Question

three condensers are connected in series across a 150 volt supply. The voltages across them are 40,50 and 60 volts respectively, and the charge on each condenser is 6×10^-8(a) calculate the capacitance of each condenser (b)calculate the effective capacitance of the combination

Answer 1

Explanation:

Given that,

The voltages across them are 40,50 and 60 volts respectively, and the charge on each condenser is 6×10⁻⁸ C.

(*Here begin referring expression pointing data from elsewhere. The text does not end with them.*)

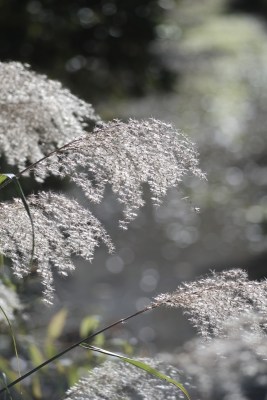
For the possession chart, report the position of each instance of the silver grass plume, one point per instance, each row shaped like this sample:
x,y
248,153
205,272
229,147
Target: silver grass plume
x,y
230,368
62,228
117,380
37,115
126,155
9,302
218,298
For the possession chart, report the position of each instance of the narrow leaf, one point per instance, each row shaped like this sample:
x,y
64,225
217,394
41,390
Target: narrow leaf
x,y
13,338
142,366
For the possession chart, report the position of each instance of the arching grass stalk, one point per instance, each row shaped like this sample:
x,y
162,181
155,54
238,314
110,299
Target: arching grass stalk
x,y
141,365
73,346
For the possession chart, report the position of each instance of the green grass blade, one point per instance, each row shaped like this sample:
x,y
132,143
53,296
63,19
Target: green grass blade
x,y
143,366
13,338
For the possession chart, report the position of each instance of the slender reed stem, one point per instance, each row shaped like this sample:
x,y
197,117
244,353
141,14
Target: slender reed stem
x,y
18,175
90,337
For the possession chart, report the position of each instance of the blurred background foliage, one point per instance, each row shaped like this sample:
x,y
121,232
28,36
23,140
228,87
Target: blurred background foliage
x,y
97,48
198,64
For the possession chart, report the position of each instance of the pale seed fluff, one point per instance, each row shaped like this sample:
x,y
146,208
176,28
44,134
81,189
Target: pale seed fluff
x,y
230,368
126,155
37,115
9,302
62,228
116,380
220,297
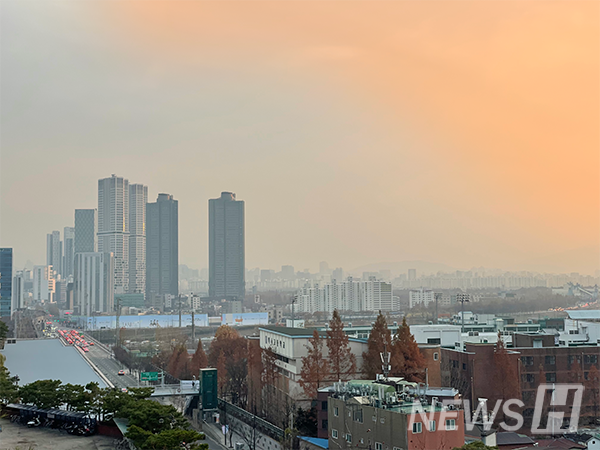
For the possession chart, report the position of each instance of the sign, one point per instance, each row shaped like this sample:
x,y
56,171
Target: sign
x,y
189,385
149,376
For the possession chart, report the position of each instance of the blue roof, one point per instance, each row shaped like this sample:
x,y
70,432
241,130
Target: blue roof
x,y
323,443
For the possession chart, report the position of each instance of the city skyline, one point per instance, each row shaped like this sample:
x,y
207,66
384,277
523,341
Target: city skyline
x,y
321,134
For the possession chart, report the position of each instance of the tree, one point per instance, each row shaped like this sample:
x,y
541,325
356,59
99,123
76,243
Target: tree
x,y
407,360
342,362
507,384
314,367
380,338
199,360
43,394
592,389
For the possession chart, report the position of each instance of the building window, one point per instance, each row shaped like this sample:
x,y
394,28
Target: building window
x,y
527,360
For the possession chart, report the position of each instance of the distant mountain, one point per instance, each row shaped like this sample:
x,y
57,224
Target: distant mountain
x,y
397,268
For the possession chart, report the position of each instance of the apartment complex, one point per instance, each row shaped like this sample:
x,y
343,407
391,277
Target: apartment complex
x,y
226,247
6,278
349,295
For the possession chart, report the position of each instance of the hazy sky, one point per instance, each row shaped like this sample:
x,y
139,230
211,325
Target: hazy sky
x,y
461,132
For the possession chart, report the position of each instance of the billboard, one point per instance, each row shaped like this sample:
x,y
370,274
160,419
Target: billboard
x,y
155,320
244,319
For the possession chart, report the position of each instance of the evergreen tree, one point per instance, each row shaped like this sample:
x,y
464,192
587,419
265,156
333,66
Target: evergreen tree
x,y
407,360
314,367
380,338
342,362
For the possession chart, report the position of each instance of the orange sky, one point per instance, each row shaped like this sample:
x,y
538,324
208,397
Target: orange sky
x,y
461,132
500,97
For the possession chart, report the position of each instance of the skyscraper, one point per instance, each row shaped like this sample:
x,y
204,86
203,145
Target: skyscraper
x,y
226,247
69,251
86,226
162,246
93,283
54,251
6,272
138,197
113,227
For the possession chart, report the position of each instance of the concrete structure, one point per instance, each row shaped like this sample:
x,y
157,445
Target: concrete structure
x,y
226,247
421,297
68,252
162,246
54,251
6,279
86,227
349,295
291,345
94,283
373,422
113,226
138,198
43,284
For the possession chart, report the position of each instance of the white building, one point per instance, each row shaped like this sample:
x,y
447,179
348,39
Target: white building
x,y
94,283
138,198
43,284
421,297
291,345
350,295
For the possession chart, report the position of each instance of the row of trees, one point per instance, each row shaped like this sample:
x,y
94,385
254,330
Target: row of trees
x,y
339,363
152,426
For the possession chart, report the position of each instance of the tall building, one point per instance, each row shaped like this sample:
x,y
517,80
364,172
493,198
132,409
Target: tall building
x,y
113,227
6,272
138,197
43,284
94,283
69,251
86,226
54,251
18,291
226,247
162,246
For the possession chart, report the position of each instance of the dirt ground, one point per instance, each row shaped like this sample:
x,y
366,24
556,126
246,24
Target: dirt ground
x,y
16,436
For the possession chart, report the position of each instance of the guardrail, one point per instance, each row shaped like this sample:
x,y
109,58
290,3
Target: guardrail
x,y
252,420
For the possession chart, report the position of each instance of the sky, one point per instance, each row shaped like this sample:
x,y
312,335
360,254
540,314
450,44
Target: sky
x,y
463,133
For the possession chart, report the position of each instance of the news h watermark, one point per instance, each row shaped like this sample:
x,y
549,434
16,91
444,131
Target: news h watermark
x,y
553,404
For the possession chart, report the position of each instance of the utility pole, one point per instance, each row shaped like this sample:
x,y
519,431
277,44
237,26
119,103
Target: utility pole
x,y
294,298
437,296
193,328
179,296
118,329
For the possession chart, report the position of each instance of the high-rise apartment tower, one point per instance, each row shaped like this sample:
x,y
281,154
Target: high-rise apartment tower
x,y
226,247
162,246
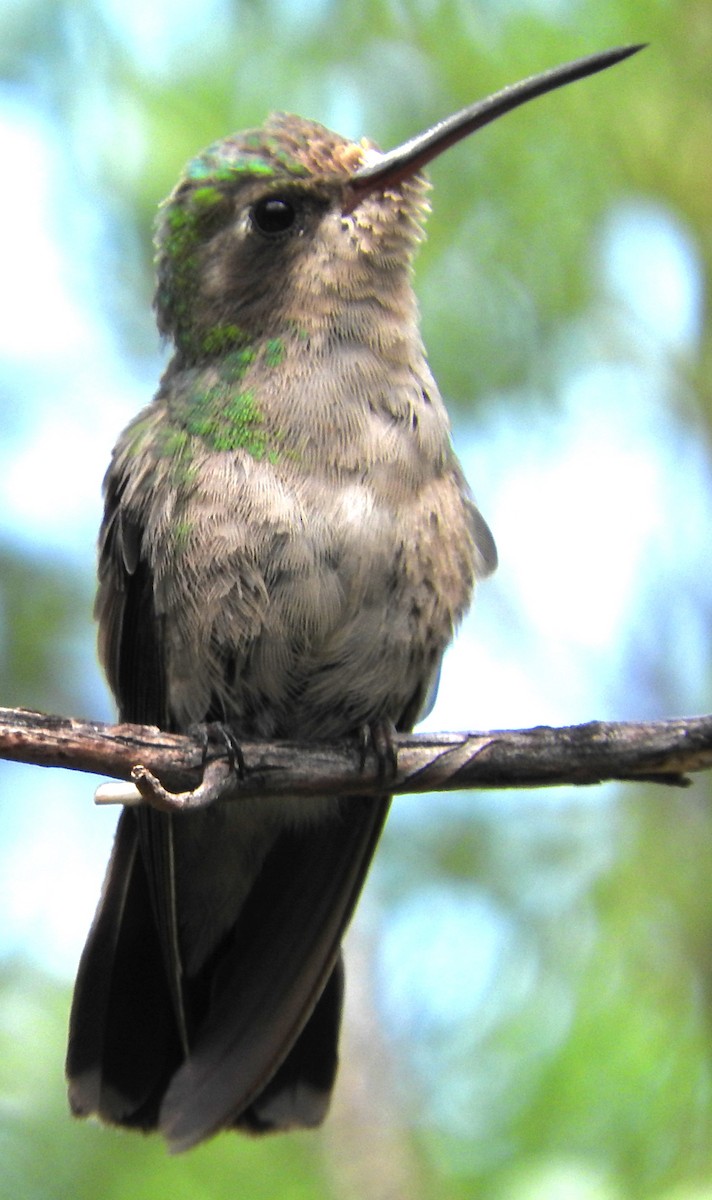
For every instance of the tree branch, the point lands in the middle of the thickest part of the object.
(659, 751)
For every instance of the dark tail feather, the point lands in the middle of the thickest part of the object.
(298, 1096)
(124, 1044)
(249, 1065)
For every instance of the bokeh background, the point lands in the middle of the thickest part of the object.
(530, 1011)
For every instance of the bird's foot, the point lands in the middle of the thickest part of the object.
(378, 737)
(219, 733)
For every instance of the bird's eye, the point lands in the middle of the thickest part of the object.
(274, 214)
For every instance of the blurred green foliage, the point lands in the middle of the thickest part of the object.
(592, 1079)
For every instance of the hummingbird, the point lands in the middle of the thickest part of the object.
(288, 544)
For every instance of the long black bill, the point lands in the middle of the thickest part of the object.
(387, 169)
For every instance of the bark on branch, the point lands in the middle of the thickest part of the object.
(659, 751)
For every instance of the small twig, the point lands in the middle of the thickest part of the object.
(659, 751)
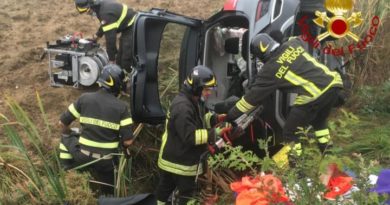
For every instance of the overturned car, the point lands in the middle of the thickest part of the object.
(222, 44)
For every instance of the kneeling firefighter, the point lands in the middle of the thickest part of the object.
(291, 68)
(187, 135)
(106, 124)
(114, 18)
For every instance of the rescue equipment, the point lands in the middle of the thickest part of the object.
(74, 60)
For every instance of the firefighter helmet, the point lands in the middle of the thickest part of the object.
(200, 77)
(84, 6)
(112, 79)
(263, 45)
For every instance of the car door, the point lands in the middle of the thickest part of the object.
(148, 30)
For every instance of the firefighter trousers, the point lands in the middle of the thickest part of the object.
(169, 182)
(314, 113)
(125, 55)
(101, 171)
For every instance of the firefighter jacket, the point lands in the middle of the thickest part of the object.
(104, 119)
(291, 69)
(185, 137)
(114, 18)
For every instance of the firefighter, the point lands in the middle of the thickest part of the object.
(114, 18)
(187, 134)
(106, 125)
(291, 68)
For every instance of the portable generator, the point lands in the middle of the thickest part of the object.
(75, 61)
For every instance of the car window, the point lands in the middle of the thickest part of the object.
(168, 61)
(262, 8)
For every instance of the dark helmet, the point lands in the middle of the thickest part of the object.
(83, 6)
(262, 46)
(112, 79)
(200, 77)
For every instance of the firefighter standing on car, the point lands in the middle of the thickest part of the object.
(291, 68)
(106, 125)
(114, 18)
(187, 134)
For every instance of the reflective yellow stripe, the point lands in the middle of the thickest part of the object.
(281, 157)
(118, 22)
(201, 136)
(62, 147)
(299, 81)
(173, 167)
(324, 139)
(65, 156)
(73, 110)
(321, 133)
(132, 21)
(336, 76)
(160, 203)
(100, 123)
(302, 99)
(244, 106)
(125, 122)
(207, 119)
(104, 145)
(298, 148)
(319, 65)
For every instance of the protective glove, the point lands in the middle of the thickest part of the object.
(223, 129)
(233, 114)
(220, 118)
(325, 148)
(127, 153)
(288, 152)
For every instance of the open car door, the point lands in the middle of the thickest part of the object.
(149, 28)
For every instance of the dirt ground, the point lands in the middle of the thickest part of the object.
(26, 26)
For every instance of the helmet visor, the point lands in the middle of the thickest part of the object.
(211, 83)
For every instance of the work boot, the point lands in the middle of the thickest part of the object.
(325, 148)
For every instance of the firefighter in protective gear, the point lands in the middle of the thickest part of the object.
(187, 134)
(291, 68)
(106, 124)
(114, 18)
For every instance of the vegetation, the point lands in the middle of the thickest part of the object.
(30, 170)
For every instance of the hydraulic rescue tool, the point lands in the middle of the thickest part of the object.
(74, 60)
(239, 125)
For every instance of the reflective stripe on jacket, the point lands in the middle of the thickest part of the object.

(a) Capacitance of capacitor 1,

$C_1=\dfrac{Q}{V_1}\\\\C_1=\dfrac{6\times 10^{-8}}{40}\\\\C_1=1.5\times 10^{-9}\ F\\\\C_1=1.5\ nF$

Capacitance of capacitor 2,

$C_2=\dfrac{Q}{V_2}\\\\C_2=\dfrac{6\times 10^{-8}}{50}\\\\C_2=1.2\times 10^{-9}\ F\\\\C_2=1.2\ nF$

Capacitance of capacitor 3,

$C_3=\dfrac{Q}{V_3}\\\\C_3=\dfrac{6\times 10^{-8}}{60}\\\\C_3=1\times 10^{-9}\ F\\\\C_3=1\ nF$

(b) The equivalent capacitance in series combination is :

$\dfrac{1}{C}=\dfrac{1}{C_1}+\dfrac{1}{C_2}+\dfrac{1}{C_3}\\\\\dfrac{1}{C}=\dfrac{1}{1.5}+\dfrac{1}{1.2}+\dfrac{1}{1}\\\\C=0.4\ nF$

Hence, this is the required solution.